There wouldn't be a more well-liked man in New Zealand rugby than Colin Cooper, but the distressing lack of success for the Chiefs this year sees him under huge pressure.
What's a new twist is seeing coaches whose charges have been successful being fired because while their team, or individuals, may have won, the sportspeople involved found the process untenable.
The most bizarre case came in January, when New Zealand women's hockey coach Mark Hager resigned.
The Black Sticks had won a gold medal at the Commonwealth Games, but despite the success, an official report said half the players in the Black Sticks from 2016 to 2018 had "concerns about the environment".
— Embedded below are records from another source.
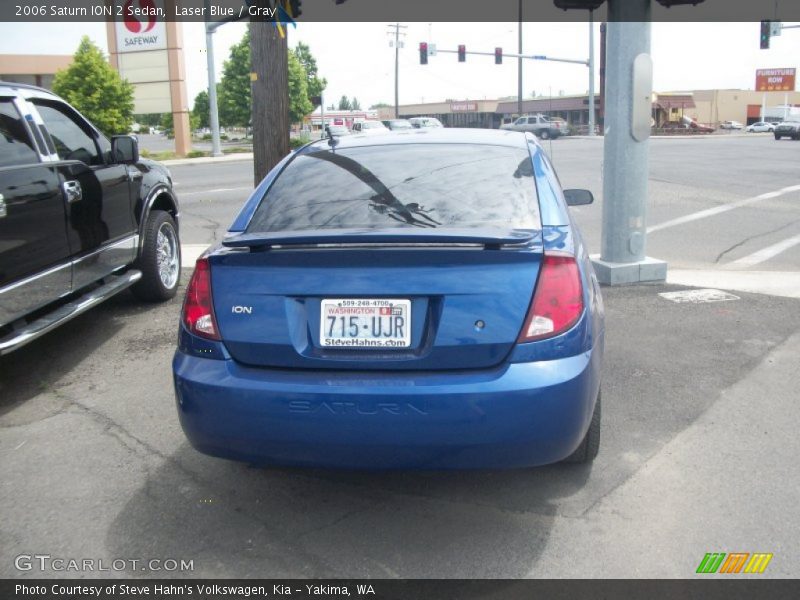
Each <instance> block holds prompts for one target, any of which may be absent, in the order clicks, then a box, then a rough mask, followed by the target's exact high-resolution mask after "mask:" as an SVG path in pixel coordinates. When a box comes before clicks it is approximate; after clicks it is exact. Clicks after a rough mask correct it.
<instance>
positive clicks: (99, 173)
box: [0, 82, 181, 354]
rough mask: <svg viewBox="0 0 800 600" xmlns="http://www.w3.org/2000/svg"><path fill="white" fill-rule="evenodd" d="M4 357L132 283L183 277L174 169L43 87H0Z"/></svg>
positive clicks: (156, 288) (0, 177)
mask: <svg viewBox="0 0 800 600" xmlns="http://www.w3.org/2000/svg"><path fill="white" fill-rule="evenodd" d="M0 130H2V135H0V354H5V353H7V352H11V351H12V350H15V349H17V348H19V347H21V346H23V345H24V344H26V343H28V342H30V341H32V340H34V339H36V338H37V337H39V336H40V335H42V334H44V333H46V332H48V331H50V330H51V329H53V328H54V327H56V326H57V325H60V324H61V323H64V322H66V321H68V320H69V319H71V318H73V317H75V316H77V315H79V314H81V313H82V312H84V311H86V310H88V309H89V308H91V307H92V306H94V305H96V304H98V303H99V302H101V301H103V300H105V299H107V298H109V297H111V296H112V295H114V294H116V293H119V292H121V291H122V290H124V289H126V288H128V287H131V289H132V290H133V292H134V293H135V294H136V295H137V296H138V297H140V298H141V299H143V300H147V301H160V300H167V299H169V298H171V297H173V296H174V295H175V292H176V290H177V288H178V279H179V277H180V267H181V260H180V241H179V238H178V212H179V211H178V201H177V199H176V197H175V192H174V191H173V189H172V179H171V176H170V174H169V171H168V170H167V169H166V168H165V167H163V166H161V165H159V164H158V163H155V162H153V161H151V160H146V159H143V158H140V157H139V151H138V143H137V141H136V138H135V137H134V136H128V135H119V136H113V137H112V138H111V140H109V139H108V138H106V137H105V136H104V135H103V134H102V133H100V131H98V130H97V129H96V128H95V127H94V126H93V125H92V124H91V123H90V122H89V121H87V120H86V119H85V118H84V117H83V116H81V114H80V113H78V111H76V110H75V109H74V108H73V107H72V106H70V105H69V104H67V103H66V102H65V101H64V100H62V99H61V98H59V97H58V96H56V95H54V94H52V93H51V92H48V91H47V90H44V89H40V88H36V87H32V86H27V85H22V84H16V83H5V82H0Z"/></svg>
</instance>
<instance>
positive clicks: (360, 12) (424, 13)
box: [0, 0, 800, 23]
mask: <svg viewBox="0 0 800 600" xmlns="http://www.w3.org/2000/svg"><path fill="white" fill-rule="evenodd" d="M609 1H616V2H626V1H627V0H607V1H605V2H603V3H602V4H601V5H600V7H599V8H598V9H597V10H595V11H594V19H595V21H603V20H606V19H607V13H608V2H609ZM275 4H276V2H275V0H260V1H252V2H245V0H211V1H210V3H209V5H210V8H207V6H206V2H205V1H204V0H155V1H154V0H58V1H53V0H3V2H1V3H0V21H5V22H37V21H39V22H86V21H121V20H124V19H126V18H127V19H137V20H143V19H144V20H147V19H148V18H149V16H150V12H151V7H152V6H154V5H155V6H157V7H159V12H160V13H163V14H159V15H158V16H159V17H160V18H161V19H165V20H167V21H206V20H209V21H221V20H226V19H231V18H233V19H239V18H251V17H259V16H260V17H262V18H263V17H264V16H265V15H264V14H258V13H259V10H261V12H263V10H264V8H265V7H275ZM594 4H596V2H595V3H594ZM594 4H592V3H583V2H571V3H567V4H564V3H563V2H562V5H566V6H575V5H577V6H589V5H594ZM300 10H301V14H300V15H299V16H298V17H297V18H296V20H297V22H298V23H302V22H303V21H310V22H358V21H361V22H385V21H404V22H516V21H517V20H518V19H519V0H343V1H341V3H337V2H336V0H303V1H302V2H300ZM251 13H252V14H251ZM522 17H523V20H524V21H526V22H558V21H572V22H577V21H586V20H587V18H588V12H587V11H586V10H580V9H571V10H562V9H561V8H558V7H557V6H556V4H555V1H554V0H522ZM763 19H772V20H782V21H800V2H798V1H797V0H778V2H777V3H776V2H773V1H769V2H767V1H764V0H702V2H701V3H700V4H698V5H696V6H693V5H692V4H677V5H675V6H672V7H670V8H667V7H664V6H662V4H661V3H659V2H657V1H656V0H653V2H652V16H651V20H652V21H665V22H669V21H673V22H687V21H708V22H720V21H739V22H758V21H761V20H763Z"/></svg>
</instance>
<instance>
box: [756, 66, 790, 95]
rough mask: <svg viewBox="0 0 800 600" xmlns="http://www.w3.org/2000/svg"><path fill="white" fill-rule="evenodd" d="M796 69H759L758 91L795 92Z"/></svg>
mask: <svg viewBox="0 0 800 600" xmlns="http://www.w3.org/2000/svg"><path fill="white" fill-rule="evenodd" d="M794 79H795V69H758V70H757V71H756V91H759V92H793V91H794Z"/></svg>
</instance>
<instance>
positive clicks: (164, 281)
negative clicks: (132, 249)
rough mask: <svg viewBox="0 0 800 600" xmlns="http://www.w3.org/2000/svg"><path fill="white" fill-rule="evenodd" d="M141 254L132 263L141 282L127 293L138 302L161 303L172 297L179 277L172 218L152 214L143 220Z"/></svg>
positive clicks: (159, 215)
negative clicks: (146, 221) (139, 274)
mask: <svg viewBox="0 0 800 600" xmlns="http://www.w3.org/2000/svg"><path fill="white" fill-rule="evenodd" d="M143 233H144V239H143V240H142V253H141V254H140V255H139V260H138V261H137V262H136V268H138V269H139V270H141V272H142V278H141V279H140V280H139V281H138V282H137V283H135V284H134V285H133V287H132V288H131V290H132V291H133V293H134V295H135V296H136V297H137V298H139V299H140V300H145V301H146V302H163V301H164V300H169V299H170V298H172V297H174V296H175V292H177V291H178V281H179V279H180V275H181V244H180V240H179V239H178V230H177V228H176V227H175V221H174V220H173V218H172V216H171V215H170V214H169V213H167V212H164V211H163V210H154V211H153V212H151V213H150V215H149V216H148V218H147V223H146V225H145V227H144V232H143Z"/></svg>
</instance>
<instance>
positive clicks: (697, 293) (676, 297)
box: [659, 289, 740, 304]
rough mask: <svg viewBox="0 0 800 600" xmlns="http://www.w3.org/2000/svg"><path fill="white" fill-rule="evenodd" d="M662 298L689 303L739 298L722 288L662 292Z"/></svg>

Winning is usually a panacea for all ills in sport, but it wasn't enough to keep Hager's position secure.
Rugby hasn't always been a leader in social change, but it does seem that even in a sport where traditions don't easily die, there is a new approach to moulding a team, one where the path to victory is more generous-spirited to individuals.
During the week Beauden Barrett told me how much things had changed inside the All Blacks for new players since he arrived as a nervous, slightly intimidated rookie in 2012.
"We feel the best way to get the most out of the younger guys is to be a bit more welcoming, and let them express themselves a bit more."
Inclusiveness is a word with the cliched feel of a Parnell ad agency think tank.
The reality in 2019 is that coaches and teams who actually live by the idea are less likely to find rocks in the pathway to success.